Si salvò per miracolo, lui che i miracoli gli aveva sempre liquidati come superstizioni inventate dai potenti per mantenere il controllo sul popolo. Anzi fece di più: negò i miracoli proprio per salvare l’esistenza di Dio. Se Dio li avesse fatti – ragionava Spinoza – avrebbe violato le leggi di natura da lui stesso fissate in modo inviolabile. Certo: si può sempre sostenere che quelle leggi non funzionano, e allora Dio ha sbagliato a farle (ma può un Dio sbagliare?), oppure, se funzionano, non c’è motivo che Dio le cambi.
Per queste e altre eresie (come la negazione del finalismo) fu costretto a scappare dalla sua città, a rinunciare alla filosofia, almeno pubblicamente, per dedicarsi alla fabbricazione di lenti. Da ostico divenne ottico, e ciò gli consentì di vedere cose che mai avrebbe visto se fosse stato un filosofo ammirato e adulato. Scrisse libri meravigliosi e difficili ma fu costretto a pubblicarli in modo anonimo (Il Trattato teologico-politico) o non pubblicarli affatto (l’Etica).
Del resto, chiunque gli si fosse avvicinato, per prendere lezioni da lui, sarebbe stato a sua volta maledetto e allontanato dalla Sinagoga e dalla comunità dei credenti ortodossi. Cane, diavolo e infedele sono alcuni dei gentili epiteti che gli rivolsero.
In realtà Spinoza, più che mettere in discussione l’esistenza di Dio, il quale è quello che deve essere indipendentemente dalle idee più o meno strane che possiamo farci di lui, mise in discussione la sacralità delle scritture. E sapendo che gli uomini, per ignoranza o per convenienza, potevano travisarne il senso, pensò che fosse necessario un altro dio per interpretarle. Incaricò infatti Hermes di metter in guardia gli uomini da una cattiva interpretazione della Bibbia e fondò l’ermeneutica cioè la scienza dell’interpretazione dei testi sacri.

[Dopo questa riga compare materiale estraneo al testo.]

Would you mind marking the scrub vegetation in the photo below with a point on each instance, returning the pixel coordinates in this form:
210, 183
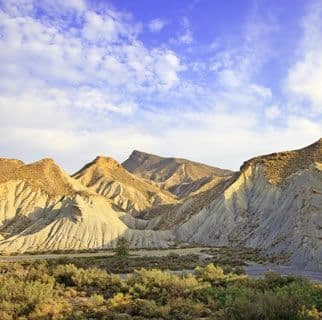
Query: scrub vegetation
40, 290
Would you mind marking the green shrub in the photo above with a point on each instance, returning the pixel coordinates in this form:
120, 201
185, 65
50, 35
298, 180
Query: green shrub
122, 247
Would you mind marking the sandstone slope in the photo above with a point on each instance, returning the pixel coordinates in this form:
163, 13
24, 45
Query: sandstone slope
274, 204
108, 178
42, 208
179, 176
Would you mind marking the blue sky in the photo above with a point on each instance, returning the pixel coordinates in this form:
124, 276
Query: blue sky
212, 81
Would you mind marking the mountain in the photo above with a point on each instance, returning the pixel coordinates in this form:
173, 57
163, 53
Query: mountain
179, 176
108, 178
274, 204
42, 208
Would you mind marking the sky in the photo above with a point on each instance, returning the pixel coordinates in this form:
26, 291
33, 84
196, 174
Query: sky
212, 81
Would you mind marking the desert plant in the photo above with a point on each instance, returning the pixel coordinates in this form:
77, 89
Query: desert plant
122, 247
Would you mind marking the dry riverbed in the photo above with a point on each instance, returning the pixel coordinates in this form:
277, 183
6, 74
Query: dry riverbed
178, 260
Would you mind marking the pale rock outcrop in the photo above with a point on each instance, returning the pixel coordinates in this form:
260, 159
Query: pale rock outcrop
179, 176
42, 208
108, 178
275, 204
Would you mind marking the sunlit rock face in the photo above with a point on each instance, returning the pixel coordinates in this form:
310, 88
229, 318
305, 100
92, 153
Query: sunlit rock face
274, 203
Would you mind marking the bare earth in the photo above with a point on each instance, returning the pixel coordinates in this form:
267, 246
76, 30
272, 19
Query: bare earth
253, 270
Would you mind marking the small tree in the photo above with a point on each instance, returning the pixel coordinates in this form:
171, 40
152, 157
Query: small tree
122, 247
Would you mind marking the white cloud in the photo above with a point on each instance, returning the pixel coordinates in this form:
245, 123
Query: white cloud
74, 93
272, 112
185, 37
305, 75
156, 25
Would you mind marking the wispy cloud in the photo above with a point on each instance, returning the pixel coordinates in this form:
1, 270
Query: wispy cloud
305, 75
77, 81
157, 25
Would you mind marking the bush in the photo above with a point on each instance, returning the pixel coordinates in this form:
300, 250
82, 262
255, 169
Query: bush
122, 247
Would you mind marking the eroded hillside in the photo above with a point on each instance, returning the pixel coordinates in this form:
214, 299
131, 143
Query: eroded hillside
179, 176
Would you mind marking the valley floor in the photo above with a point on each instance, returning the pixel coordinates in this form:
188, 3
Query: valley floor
166, 259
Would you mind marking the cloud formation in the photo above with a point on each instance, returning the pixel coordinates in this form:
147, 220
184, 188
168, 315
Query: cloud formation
79, 80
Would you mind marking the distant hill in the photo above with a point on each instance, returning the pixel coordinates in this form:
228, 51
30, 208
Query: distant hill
274, 204
179, 176
108, 178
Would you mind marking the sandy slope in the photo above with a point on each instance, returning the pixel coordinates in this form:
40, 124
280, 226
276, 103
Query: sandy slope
261, 210
180, 176
108, 178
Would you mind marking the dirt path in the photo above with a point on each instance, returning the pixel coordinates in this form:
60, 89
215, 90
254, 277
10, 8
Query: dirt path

Apriti cielo! Ad Hermes, un dio pagano, un dio del logos, venivano date le chiavi per accedere alla parola di Dio? Che cosa era mai questa? Che c’entravano la fede, l’obbedienza, i sacri misteri con le definizioni e le dimostrazioni? All’amore di Dio sostituì il more geometrico, cioè la fede nella scienza, nel rigore, nella ragione. E questa libertà di filosofare gli rivelò che Dio, se proprio vuole qualcosa, vuole che l’uomo sia felice. Più che un diritto, quello della letizia è un conatus, cioè un irrefrenabile desiderio di potenza. Ma la potenza per Spinoza non il è potere (che lui combatté sia nella forma dell’assolutismo politico che in quella del settarismo religioso), ma la potenzialità, o meglio, la realizzazione delle proprie possibilità, della propria natura. Solo un uomo o un nume invidioso può negare il diritto dell’uomo alla letizia. Ma un uomo invidioso può esistere, un Dio invidioso no, altrimenti non sarebbe un Dio.